FYI this is more of a rant than anything.
I'm in Year 12 atm, never had huge ambitions. My mother has consistently encouraged me to go into medicine but the high stress and long hours seemed rough. I don't know what I want, especially since this pandemic kicked in I can't get excited about any particular career, since work is called 'work' and not 'fun' for a reason. I do Chem,Bio,Phys,Maths. All of them are boring to me. Biology the least so, Maths and Physics the most. So at least I know what I don't enjoy. Even then it's not like i'm super interested in Biology. Had I reset the clock I would've chose more art related stuff. I like computers but I hate programming since my abusive dad was a software engineer. Ugh. I'd rather not take a gap year since I don't want to waste a year being hounded by my step-dad to get a job.

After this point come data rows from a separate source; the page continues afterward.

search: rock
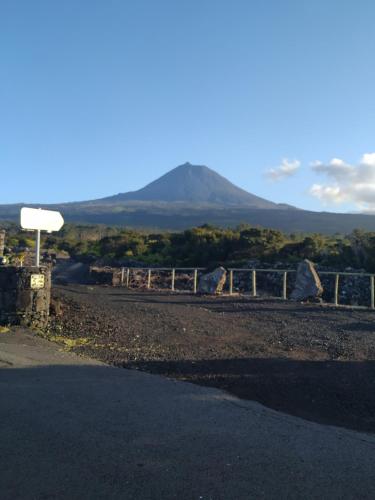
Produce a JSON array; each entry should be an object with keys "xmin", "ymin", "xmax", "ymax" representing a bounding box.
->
[
  {"xmin": 290, "ymin": 259, "xmax": 323, "ymax": 300},
  {"xmin": 198, "ymin": 267, "xmax": 227, "ymax": 294}
]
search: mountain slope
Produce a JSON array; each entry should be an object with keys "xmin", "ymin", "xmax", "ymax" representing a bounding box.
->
[{"xmin": 95, "ymin": 163, "xmax": 292, "ymax": 209}]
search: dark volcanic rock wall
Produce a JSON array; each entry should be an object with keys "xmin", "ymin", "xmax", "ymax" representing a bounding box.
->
[{"xmin": 0, "ymin": 266, "xmax": 51, "ymax": 328}]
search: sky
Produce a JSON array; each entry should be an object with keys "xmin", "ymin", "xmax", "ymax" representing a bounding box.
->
[{"xmin": 0, "ymin": 0, "xmax": 375, "ymax": 212}]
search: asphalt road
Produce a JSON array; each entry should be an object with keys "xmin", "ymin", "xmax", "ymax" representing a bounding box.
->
[{"xmin": 0, "ymin": 330, "xmax": 375, "ymax": 500}]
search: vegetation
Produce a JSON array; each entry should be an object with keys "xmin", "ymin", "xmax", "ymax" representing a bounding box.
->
[{"xmin": 6, "ymin": 224, "xmax": 375, "ymax": 272}]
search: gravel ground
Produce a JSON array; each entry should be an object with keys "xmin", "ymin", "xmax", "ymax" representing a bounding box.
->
[{"xmin": 47, "ymin": 285, "xmax": 375, "ymax": 432}]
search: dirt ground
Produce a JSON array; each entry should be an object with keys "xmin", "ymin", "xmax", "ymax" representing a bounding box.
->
[{"xmin": 48, "ymin": 285, "xmax": 375, "ymax": 432}]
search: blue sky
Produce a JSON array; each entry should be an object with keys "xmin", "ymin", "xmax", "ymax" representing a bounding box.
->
[{"xmin": 0, "ymin": 0, "xmax": 375, "ymax": 211}]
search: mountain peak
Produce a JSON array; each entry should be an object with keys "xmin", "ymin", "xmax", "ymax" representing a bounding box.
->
[{"xmin": 97, "ymin": 162, "xmax": 290, "ymax": 208}]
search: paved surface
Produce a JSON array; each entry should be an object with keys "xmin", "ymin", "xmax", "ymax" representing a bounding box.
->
[{"xmin": 0, "ymin": 330, "xmax": 375, "ymax": 500}]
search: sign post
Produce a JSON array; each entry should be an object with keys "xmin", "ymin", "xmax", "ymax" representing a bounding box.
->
[{"xmin": 21, "ymin": 207, "xmax": 64, "ymax": 267}]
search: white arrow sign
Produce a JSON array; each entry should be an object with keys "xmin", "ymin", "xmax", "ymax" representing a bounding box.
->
[
  {"xmin": 21, "ymin": 207, "xmax": 64, "ymax": 231},
  {"xmin": 21, "ymin": 207, "xmax": 64, "ymax": 267}
]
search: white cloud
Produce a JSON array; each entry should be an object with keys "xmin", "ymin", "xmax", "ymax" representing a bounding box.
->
[
  {"xmin": 267, "ymin": 158, "xmax": 301, "ymax": 181},
  {"xmin": 310, "ymin": 153, "xmax": 375, "ymax": 210}
]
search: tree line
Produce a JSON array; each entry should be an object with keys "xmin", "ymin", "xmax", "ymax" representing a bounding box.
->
[{"xmin": 2, "ymin": 224, "xmax": 375, "ymax": 272}]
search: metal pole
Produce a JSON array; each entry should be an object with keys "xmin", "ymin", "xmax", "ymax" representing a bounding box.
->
[
  {"xmin": 171, "ymin": 268, "xmax": 176, "ymax": 292},
  {"xmin": 251, "ymin": 269, "xmax": 257, "ymax": 297},
  {"xmin": 194, "ymin": 269, "xmax": 198, "ymax": 293},
  {"xmin": 35, "ymin": 229, "xmax": 40, "ymax": 267},
  {"xmin": 335, "ymin": 274, "xmax": 340, "ymax": 306},
  {"xmin": 229, "ymin": 269, "xmax": 233, "ymax": 295},
  {"xmin": 283, "ymin": 272, "xmax": 288, "ymax": 300}
]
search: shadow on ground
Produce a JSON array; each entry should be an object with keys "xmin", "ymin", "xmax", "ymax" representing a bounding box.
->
[{"xmin": 122, "ymin": 358, "xmax": 375, "ymax": 432}]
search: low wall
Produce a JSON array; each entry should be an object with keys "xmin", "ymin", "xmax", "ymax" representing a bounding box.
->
[
  {"xmin": 0, "ymin": 266, "xmax": 51, "ymax": 328},
  {"xmin": 90, "ymin": 267, "xmax": 122, "ymax": 286},
  {"xmin": 0, "ymin": 229, "xmax": 5, "ymax": 257}
]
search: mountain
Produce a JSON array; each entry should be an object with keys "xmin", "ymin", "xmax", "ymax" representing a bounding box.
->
[
  {"xmin": 0, "ymin": 163, "xmax": 375, "ymax": 234},
  {"xmin": 89, "ymin": 163, "xmax": 292, "ymax": 209}
]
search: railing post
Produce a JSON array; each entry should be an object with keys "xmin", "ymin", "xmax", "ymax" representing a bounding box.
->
[
  {"xmin": 229, "ymin": 269, "xmax": 233, "ymax": 295},
  {"xmin": 193, "ymin": 269, "xmax": 198, "ymax": 293},
  {"xmin": 251, "ymin": 269, "xmax": 257, "ymax": 297},
  {"xmin": 283, "ymin": 271, "xmax": 288, "ymax": 300},
  {"xmin": 171, "ymin": 268, "xmax": 176, "ymax": 292},
  {"xmin": 335, "ymin": 274, "xmax": 340, "ymax": 306}
]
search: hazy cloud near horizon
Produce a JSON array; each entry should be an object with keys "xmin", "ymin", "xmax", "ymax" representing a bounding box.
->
[
  {"xmin": 266, "ymin": 158, "xmax": 301, "ymax": 182},
  {"xmin": 310, "ymin": 153, "xmax": 375, "ymax": 211}
]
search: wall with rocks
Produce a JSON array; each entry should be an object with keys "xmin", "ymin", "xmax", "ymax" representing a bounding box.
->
[
  {"xmin": 90, "ymin": 266, "xmax": 122, "ymax": 286},
  {"xmin": 0, "ymin": 266, "xmax": 51, "ymax": 328},
  {"xmin": 0, "ymin": 229, "xmax": 5, "ymax": 257}
]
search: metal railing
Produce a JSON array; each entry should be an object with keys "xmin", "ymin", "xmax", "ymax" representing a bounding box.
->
[{"xmin": 228, "ymin": 268, "xmax": 375, "ymax": 309}]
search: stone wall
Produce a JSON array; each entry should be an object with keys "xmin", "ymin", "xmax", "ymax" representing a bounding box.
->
[
  {"xmin": 90, "ymin": 266, "xmax": 122, "ymax": 286},
  {"xmin": 0, "ymin": 266, "xmax": 51, "ymax": 328}
]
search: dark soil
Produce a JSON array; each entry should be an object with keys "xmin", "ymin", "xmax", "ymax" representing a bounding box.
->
[{"xmin": 49, "ymin": 285, "xmax": 375, "ymax": 432}]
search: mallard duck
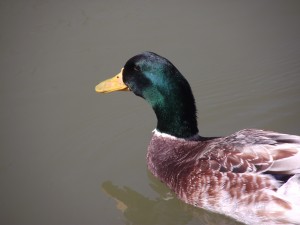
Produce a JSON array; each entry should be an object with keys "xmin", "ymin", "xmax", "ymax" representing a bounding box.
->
[{"xmin": 95, "ymin": 52, "xmax": 300, "ymax": 225}]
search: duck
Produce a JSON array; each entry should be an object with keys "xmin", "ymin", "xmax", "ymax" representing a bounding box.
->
[{"xmin": 95, "ymin": 51, "xmax": 300, "ymax": 225}]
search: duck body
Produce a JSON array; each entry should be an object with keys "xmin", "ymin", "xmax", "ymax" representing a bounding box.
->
[{"xmin": 96, "ymin": 52, "xmax": 300, "ymax": 225}]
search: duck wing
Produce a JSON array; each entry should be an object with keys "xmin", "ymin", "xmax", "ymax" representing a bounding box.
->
[{"xmin": 199, "ymin": 129, "xmax": 300, "ymax": 174}]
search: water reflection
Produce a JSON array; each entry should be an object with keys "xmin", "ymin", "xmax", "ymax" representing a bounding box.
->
[{"xmin": 102, "ymin": 172, "xmax": 240, "ymax": 225}]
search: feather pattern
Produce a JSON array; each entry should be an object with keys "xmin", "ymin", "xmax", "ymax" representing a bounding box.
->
[{"xmin": 147, "ymin": 129, "xmax": 300, "ymax": 224}]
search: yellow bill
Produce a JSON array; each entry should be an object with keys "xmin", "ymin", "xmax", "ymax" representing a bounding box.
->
[{"xmin": 95, "ymin": 68, "xmax": 129, "ymax": 93}]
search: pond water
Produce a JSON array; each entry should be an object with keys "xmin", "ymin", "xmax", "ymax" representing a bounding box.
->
[{"xmin": 0, "ymin": 0, "xmax": 300, "ymax": 225}]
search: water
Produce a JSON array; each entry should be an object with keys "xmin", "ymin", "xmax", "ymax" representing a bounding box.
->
[{"xmin": 0, "ymin": 0, "xmax": 300, "ymax": 225}]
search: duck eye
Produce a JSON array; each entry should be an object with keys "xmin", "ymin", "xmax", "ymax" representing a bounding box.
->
[{"xmin": 133, "ymin": 66, "xmax": 141, "ymax": 72}]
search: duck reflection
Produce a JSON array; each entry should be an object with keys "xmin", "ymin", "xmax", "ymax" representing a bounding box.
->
[{"xmin": 102, "ymin": 172, "xmax": 241, "ymax": 225}]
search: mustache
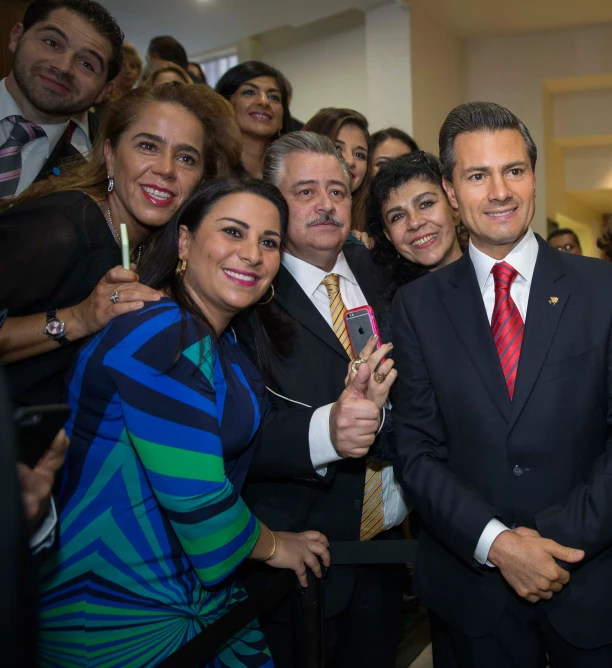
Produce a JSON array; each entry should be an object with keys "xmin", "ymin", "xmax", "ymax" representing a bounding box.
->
[{"xmin": 306, "ymin": 213, "xmax": 344, "ymax": 227}]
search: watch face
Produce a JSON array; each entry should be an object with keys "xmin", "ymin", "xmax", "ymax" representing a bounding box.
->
[{"xmin": 47, "ymin": 320, "xmax": 64, "ymax": 336}]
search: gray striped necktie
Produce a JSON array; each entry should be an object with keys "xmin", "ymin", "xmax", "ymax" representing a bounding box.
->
[{"xmin": 0, "ymin": 116, "xmax": 47, "ymax": 198}]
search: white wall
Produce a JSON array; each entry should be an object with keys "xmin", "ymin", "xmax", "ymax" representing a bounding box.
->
[
  {"xmin": 259, "ymin": 15, "xmax": 367, "ymax": 122},
  {"xmin": 465, "ymin": 24, "xmax": 612, "ymax": 233}
]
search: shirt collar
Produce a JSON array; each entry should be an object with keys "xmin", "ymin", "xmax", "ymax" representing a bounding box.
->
[
  {"xmin": 469, "ymin": 228, "xmax": 539, "ymax": 291},
  {"xmin": 282, "ymin": 252, "xmax": 357, "ymax": 296}
]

Honestly I don't know what I want. I'm a mental mess. Literally moved to a new area about a week before schools shut down, so I know absolutely no-one here. True isolation, past friends don't even contact me lol.
I'm tired. I've revised practically all of next year's biology and chemistry. I can't be bothered with Physics and Maths, too many numbers. I'm autistic so I can't even function socially. It's depressing to think i'll be stuck in a boring job as an awkward outcast.
What is the solution here? I've tried searching online but I can't brainstorm jobs I want when I don't even know what I want. Send help. ~Chris.